Monday, June 1, 2009

Something Real


“The weekend was hard for both of us. It put us in a place we weren’t ready to be in yet. You scared the crap out of me when you called me your girlfriend a couple weeks ago.”
“Yeah, well… this weekend made me realize I’m not ready for anything serious. I’m not ready to be in a relationship.”

All I could think about in that moment was how lovely he looked. I wanted to hate him and see all the wicked things I’d been stewing over all week long, waiting for him to talk to me. But I couldn’t see them. He looked like he’d just taken a shower; his skin was glowing and the patch of curls at his temple that he kept tugging at was shiny. I wanted to see his ugliness. All I could see was this person who had turned into someone I cared about.

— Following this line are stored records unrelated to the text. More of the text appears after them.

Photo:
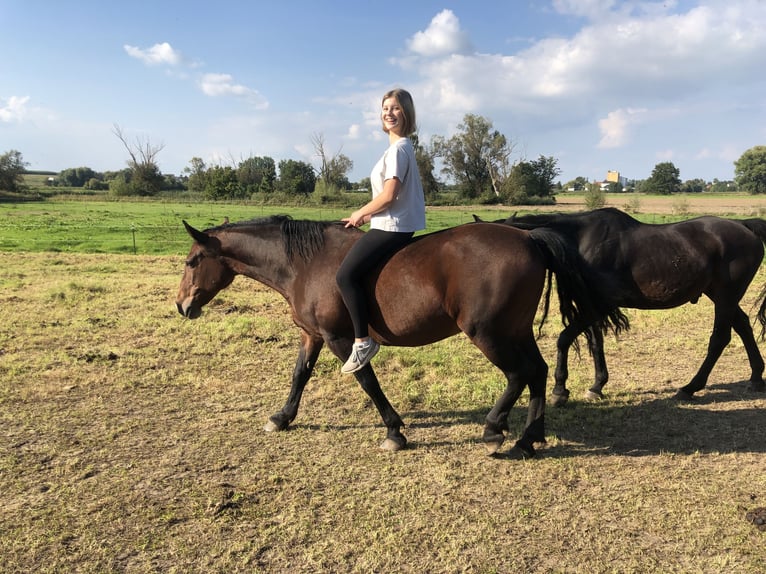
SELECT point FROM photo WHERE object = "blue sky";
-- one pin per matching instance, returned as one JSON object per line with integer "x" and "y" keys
{"x": 598, "y": 84}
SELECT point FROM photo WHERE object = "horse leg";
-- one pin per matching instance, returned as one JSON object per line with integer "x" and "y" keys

“I should’ve known. It’s my fault, really. I should’ve known.” I spit it out with as much bitterness as I could muster. I stood up and told him to leave. He didn’t move. I went on about how he was the instigator. He had pushed me into a relationship, he had called me his girlfriend, he had forced me into going away for the weekend and meeting his mom and now he was bailing as soon as I was invested. I was trembling. “Get out of my apartment.” Stillness.

After a second, he rubbed at his eyes. “I’m sorry. I thought it was what I wanted… but I haven’t known what I’ve wanted for a really long time and I’m trying to figure it out. I want to say, ‘You’re right, I’m wrong. Let’s go back to the way things were before the weekend.’ But I’d just be doing it to make you happy. And that’s not fair to you. You’re… incredible. I’m sorry.”

I felt ridiculous. Before he came over I’d brushed my teeth, put on blush, sprayed myself with perfume. I was like a little girl dressed up for the carnival that had already left town. He couldn’t even look at me. Tugged his hair, rubbed his eyes. Rubbed his eyes, tugged his hair.

Tears formed in my eyes, threatening to spill past the lids and embarrass me further, so I ordered him to get out of my apartment, out of my life. I held the door open for him in the hallway and he paused as he walked past. His head was lowered and for a second he reached his hand out to brush my fingers. I jerked back, pressing myself against the wall and asked him once more to just go.

In my haste, I caught his heel as I slammed the door shut. I hope he felt it.

1 comment:

Maithili said...

"I was like a little girl dressed up for a carnival that had already left town." You have a very real way of describing things. And unfortunately I think we have all felt exactly this.